I think it was a mistake to let Cowen conflate liberalism with wokery. IMO liberalism is not wokery lite, it is the antithesis of it. Wokery should not be credited for the societal acceptance of gays.
outstanding talk. made me very happy reading the transcript, indeed. better than most "Conversations with Tyler" - heck; I might even go on to listen to it!
Thank you both!
I would like to know what Tyler is talking about when he says "women have their own ways of caring about truth more than men do."
Optimist, Cowen is a satirist:
China, spending 5.4 percent of GNP on health care in 2019 leads in life expectancy over the US, spending 19.7% of GNP (one dollar out of five) in 2020 on health care. If the US health care system wasn't a completely inefficient monstrosity of rentier capitalism, with what America spends, we should have universal health care, free cosmetic surgery and be able to reverse aging and cure cancer for what we spend on it. . . but if having a massive bloated inefficient health care system is necessary to make it too expensive for the US to compete internationally in manufacturing, I'd rather live in a de-industrialized waste land on gig jobs than embrace socialism. At least when our young people OD on fentanyl out of hopelessness, they get admitted to the ER (which isn't socialism because Ronald Reagan did it).

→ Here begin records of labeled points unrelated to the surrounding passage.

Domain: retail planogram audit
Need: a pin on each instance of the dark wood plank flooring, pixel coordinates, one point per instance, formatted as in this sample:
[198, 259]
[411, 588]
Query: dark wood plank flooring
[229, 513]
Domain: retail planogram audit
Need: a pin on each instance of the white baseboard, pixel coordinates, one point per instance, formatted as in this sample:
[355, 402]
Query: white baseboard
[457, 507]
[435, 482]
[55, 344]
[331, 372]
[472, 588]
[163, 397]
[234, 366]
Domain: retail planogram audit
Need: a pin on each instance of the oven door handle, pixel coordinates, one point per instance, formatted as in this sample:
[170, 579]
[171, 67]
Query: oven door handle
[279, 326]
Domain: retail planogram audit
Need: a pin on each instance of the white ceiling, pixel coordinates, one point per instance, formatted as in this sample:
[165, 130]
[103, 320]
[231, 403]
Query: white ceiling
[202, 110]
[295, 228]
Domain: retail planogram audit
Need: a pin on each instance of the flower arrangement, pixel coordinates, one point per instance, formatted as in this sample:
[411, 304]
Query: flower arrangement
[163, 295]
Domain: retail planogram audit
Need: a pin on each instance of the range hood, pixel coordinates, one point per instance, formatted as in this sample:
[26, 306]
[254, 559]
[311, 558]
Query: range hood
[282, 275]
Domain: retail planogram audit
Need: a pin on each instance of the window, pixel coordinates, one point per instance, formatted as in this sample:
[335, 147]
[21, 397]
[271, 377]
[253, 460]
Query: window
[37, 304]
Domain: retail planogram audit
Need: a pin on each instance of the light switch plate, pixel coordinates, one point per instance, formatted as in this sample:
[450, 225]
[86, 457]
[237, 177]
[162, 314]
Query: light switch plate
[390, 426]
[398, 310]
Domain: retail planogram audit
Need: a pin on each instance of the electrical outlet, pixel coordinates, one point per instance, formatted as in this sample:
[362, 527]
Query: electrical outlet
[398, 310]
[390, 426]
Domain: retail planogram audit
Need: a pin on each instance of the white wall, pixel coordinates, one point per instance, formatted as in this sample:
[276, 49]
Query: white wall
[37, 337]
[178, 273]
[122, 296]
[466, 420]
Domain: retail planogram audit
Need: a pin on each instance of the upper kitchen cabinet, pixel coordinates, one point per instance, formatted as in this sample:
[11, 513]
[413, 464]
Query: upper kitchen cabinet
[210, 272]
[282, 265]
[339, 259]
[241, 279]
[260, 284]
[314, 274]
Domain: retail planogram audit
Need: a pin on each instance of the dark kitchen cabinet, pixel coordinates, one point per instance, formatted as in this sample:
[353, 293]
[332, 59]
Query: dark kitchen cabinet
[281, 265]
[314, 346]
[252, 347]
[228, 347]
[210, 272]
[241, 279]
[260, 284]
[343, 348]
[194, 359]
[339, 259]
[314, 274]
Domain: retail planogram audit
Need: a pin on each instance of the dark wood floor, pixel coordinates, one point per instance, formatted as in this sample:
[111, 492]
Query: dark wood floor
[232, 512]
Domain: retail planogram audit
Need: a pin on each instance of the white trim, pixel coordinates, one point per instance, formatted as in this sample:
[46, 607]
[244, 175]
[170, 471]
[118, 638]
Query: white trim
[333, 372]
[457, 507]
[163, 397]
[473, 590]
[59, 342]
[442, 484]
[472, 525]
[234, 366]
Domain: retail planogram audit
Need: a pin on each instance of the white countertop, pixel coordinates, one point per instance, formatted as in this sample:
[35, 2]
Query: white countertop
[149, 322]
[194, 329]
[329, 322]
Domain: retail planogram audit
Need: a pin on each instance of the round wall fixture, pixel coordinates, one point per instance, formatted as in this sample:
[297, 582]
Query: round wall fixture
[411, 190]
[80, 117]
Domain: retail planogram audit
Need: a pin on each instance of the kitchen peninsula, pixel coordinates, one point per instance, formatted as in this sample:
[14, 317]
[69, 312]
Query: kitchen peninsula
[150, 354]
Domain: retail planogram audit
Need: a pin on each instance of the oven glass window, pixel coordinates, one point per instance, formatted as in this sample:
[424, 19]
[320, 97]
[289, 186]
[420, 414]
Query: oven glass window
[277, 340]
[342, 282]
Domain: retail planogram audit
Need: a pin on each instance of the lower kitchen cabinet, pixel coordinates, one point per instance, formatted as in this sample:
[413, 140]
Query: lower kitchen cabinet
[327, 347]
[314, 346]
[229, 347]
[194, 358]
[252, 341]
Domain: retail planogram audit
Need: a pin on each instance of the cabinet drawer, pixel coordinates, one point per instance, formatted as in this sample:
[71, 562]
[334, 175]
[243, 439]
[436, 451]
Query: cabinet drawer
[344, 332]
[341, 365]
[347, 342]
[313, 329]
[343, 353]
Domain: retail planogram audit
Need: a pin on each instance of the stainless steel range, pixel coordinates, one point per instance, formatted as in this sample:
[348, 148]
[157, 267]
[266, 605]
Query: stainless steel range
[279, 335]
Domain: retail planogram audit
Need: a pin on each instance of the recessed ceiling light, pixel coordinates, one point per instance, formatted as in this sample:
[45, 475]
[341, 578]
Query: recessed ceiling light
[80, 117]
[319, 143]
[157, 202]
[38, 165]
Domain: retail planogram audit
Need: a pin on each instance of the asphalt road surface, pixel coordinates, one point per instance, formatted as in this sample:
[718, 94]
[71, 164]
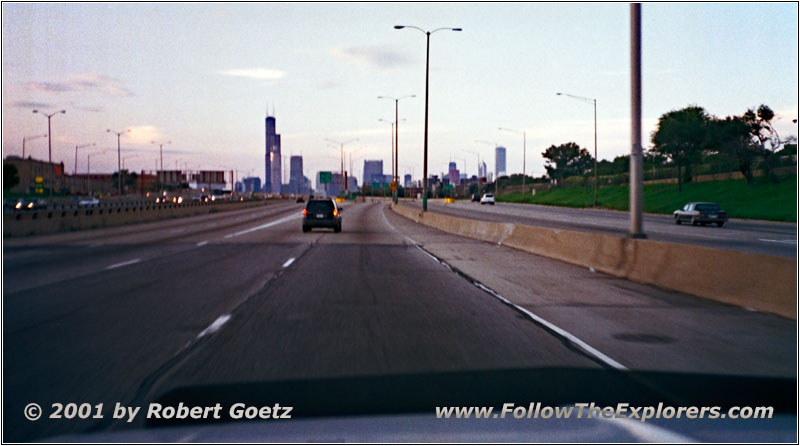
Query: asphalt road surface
[761, 237]
[125, 314]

Absolute barn-burner of a conversation, thank you.
I was wondering when this would happen.
Re: "State Capacity Libertarianism". Cowen advocates for lavishly funded university system that is at the heart of society, the economy, and government. This seems entirely non-libertarian. Operation Warp Speed was an example of a relatively small successful government project; that's great but so what? That is such a small issue compared to having this university government bureaucracy leviathan controlling or influencing every aspect of society. I was hoping Hanania would challenge that, not this tiny successful one-time government project.